Wishart David S
Department of Computing Science, University of Alberta, Edmonton, AB, T6G 2E8, Canada.
Bioanalysis. 2009 Dec;1(9):1579-96. doi: 10.4155/bio.09.138.
Most metabolomic data are characterized by complex spectra or chromatograms containing hundreds of peaks or features. While there are many methods for aligning or comparing these spectral features, there are few approaches for actually identifying which peaks match to which compounds. Indeed, one of the biggest unmet needs in the field of metabolomics lies in the problem of compound identification. This review describes some of the newly emerging computational strategies in metabolomics that are being used to aid in the identification of metabolites from biofluid mixtures analyzed by NMR and MS. The most successful compound-identification strategies typically involve matching spectral features of the unknown compound(s) to curated spectral databases of reference compounds. This approach is known as the identification of 'known unknowns'. However, the identification of truly novel compounds (the 'unknown unknowns') is particularly challenging and requires the use of computer-aided structure elucidation methods being applied to the purified compound. The strengths and limitations of these approaches as applied to different analytical technologies (GC-MS, LC-MS and NMR) will be discussed, as will prospects for potential improvements to existing strategies.
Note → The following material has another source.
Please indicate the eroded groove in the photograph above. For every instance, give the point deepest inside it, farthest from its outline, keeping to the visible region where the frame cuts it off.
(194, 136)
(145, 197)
大多数代谢组学数据的特征是具有包含数百个峰或特征的复杂光谱或色谱图。虽然有许多方法可用于对齐或比较这些光谱特征,但实际确定哪些峰与哪些化合物匹配的方法却很少。事实上,代谢组学领域最大的未满足需求之一在于化合物鉴定问题。本综述描述了代谢组学中一些新出现的计算策略,这些策略正被用于辅助从通过核磁共振(NMR)和质谱(MS)分析的生物流体混合物中鉴定代谢物。最成功的化合物鉴定策略通常涉及将未知化合物的光谱特征与参考化合物的精选光谱数据库进行匹配。这种方法被称为“已知的未知物”的鉴定。然而,鉴定真正的新化合物(“未知的未知物”)特别具有挑战性,需要将计算机辅助结构解析方法应用于纯化的化合物。将讨论这些方法应用于不同分析技术(气相色谱 - 质谱联用(GC-MS)、液相色谱 - 质谱联用(LC-MS)和核磁共振(NMR))的优势和局限性,以及现有策略潜在改进的前景。